Objectives and competences
The objective of this course is that the student learns statistical methods and how to use them in data science.
Content (Syllabus outline)
• Introduction to data (Research study design, hypothesis, research questions, types of variables, exploratory data analysis, statistical inference)
• Probability and distributions (Defining probability, Conditional probability, Normal distribution, Binomial distribution)
• Foundations for inference (Variability in estimates and the Central Limit Theorem, Confidence intervals, Hypothesis tests, Decision errors, significance, and confidence)
• Inference for numerical variables (t-inference, Power, Comparing three or more means (ANOVA), Repeated measure (MANOVA))

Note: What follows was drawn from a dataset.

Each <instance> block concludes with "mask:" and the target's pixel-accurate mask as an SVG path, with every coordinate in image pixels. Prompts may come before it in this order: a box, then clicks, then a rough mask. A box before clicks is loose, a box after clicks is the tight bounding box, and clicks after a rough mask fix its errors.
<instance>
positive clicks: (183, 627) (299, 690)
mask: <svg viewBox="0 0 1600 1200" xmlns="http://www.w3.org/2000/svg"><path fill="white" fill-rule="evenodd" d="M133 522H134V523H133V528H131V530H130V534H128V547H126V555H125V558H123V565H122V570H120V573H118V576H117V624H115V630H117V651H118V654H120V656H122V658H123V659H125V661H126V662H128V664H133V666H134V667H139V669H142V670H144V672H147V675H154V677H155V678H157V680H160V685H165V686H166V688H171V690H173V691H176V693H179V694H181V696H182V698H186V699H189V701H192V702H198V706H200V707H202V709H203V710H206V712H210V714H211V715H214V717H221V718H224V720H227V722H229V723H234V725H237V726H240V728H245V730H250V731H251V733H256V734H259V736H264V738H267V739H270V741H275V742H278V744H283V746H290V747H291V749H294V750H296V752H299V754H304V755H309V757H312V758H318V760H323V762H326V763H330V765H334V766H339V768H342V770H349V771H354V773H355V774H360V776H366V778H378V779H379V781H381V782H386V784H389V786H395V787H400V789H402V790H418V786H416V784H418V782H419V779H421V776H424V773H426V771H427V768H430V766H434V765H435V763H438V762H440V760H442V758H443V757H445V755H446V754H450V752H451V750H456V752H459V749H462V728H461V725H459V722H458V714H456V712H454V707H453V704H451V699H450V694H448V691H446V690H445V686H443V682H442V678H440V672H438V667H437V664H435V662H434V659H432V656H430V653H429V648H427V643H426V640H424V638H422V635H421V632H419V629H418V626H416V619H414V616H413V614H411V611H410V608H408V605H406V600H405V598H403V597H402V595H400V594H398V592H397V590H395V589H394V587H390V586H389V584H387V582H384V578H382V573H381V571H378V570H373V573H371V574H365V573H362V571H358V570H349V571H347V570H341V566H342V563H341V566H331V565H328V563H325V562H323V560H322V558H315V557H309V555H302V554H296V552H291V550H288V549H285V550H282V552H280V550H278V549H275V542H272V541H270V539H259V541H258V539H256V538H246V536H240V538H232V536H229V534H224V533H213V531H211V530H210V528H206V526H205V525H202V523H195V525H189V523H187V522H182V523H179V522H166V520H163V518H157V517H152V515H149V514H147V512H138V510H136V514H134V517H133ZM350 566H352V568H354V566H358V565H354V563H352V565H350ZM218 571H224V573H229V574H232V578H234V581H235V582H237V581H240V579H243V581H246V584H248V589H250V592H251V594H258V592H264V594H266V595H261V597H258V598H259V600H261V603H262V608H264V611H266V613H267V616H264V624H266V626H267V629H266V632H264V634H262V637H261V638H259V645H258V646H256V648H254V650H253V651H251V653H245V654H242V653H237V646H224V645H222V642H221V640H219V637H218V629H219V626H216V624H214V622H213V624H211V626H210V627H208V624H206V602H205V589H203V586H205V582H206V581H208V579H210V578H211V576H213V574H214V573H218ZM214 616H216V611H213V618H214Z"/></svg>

• Inference for categorical variables (Comparing two proportions, Comparing three or more proportions (Chi-square))
• Introduction to linear regression (Relationship between two numerical variables, Linear regression with a single predictor, Outliers in linear regression, Inference for linear regression)
• Multiple linear regression (Regression with multiple predictors, Inference for multiple linear regression, Model selection and diagnostic)
• Bayesian and frequentist inference (Bayes probability, influence of prior beliefs, sequential statistics)
Learning and teaching methods
• predavanja,
• računalniške vaje.
Intended learning outcomes - knowledge and understanding
Knowledge and understanding:
• understand the principles of statistical analysis and its use in data science
• select appropriate statistical methods and tools and employ them for both data analysis and validation of data science analysis outputs
Transferable/Key skills and other attributes:
• Communication skills: effectively present the results of statistical analysis and their interpretation to target groups
• Use of programming tools: use of statistical software and languages.
• Problem-solving in data science: design a research study, set and prove the hypothesis, and set and answer a research question.
Readings
• Peter Bruce, Andrew Bruce, Practical Statistics for Data Scientists: 50 Essential Concepts. O'Reilly Media, May 2017
• Bradley Efron and Trevor Hastie, Computer Age Statistical Inference: Algorithms, Evidence, and Data Science, Institute of Mathematical Statistics Monographs, Jul 2016
• Douglas A. Wolfe and Grant Schneide, Intuitive Introductory Statistics, Springer, Oct 2017
• Tina Štemberger, Univariatne in bivariatne statistične metode v edukaciji, Univerza na Primorskem, 2016
Prerequisits
No prerequisites.
Additional information on implementation and assessment The exam may be replaced by written midterm examinations in the weight of 50%.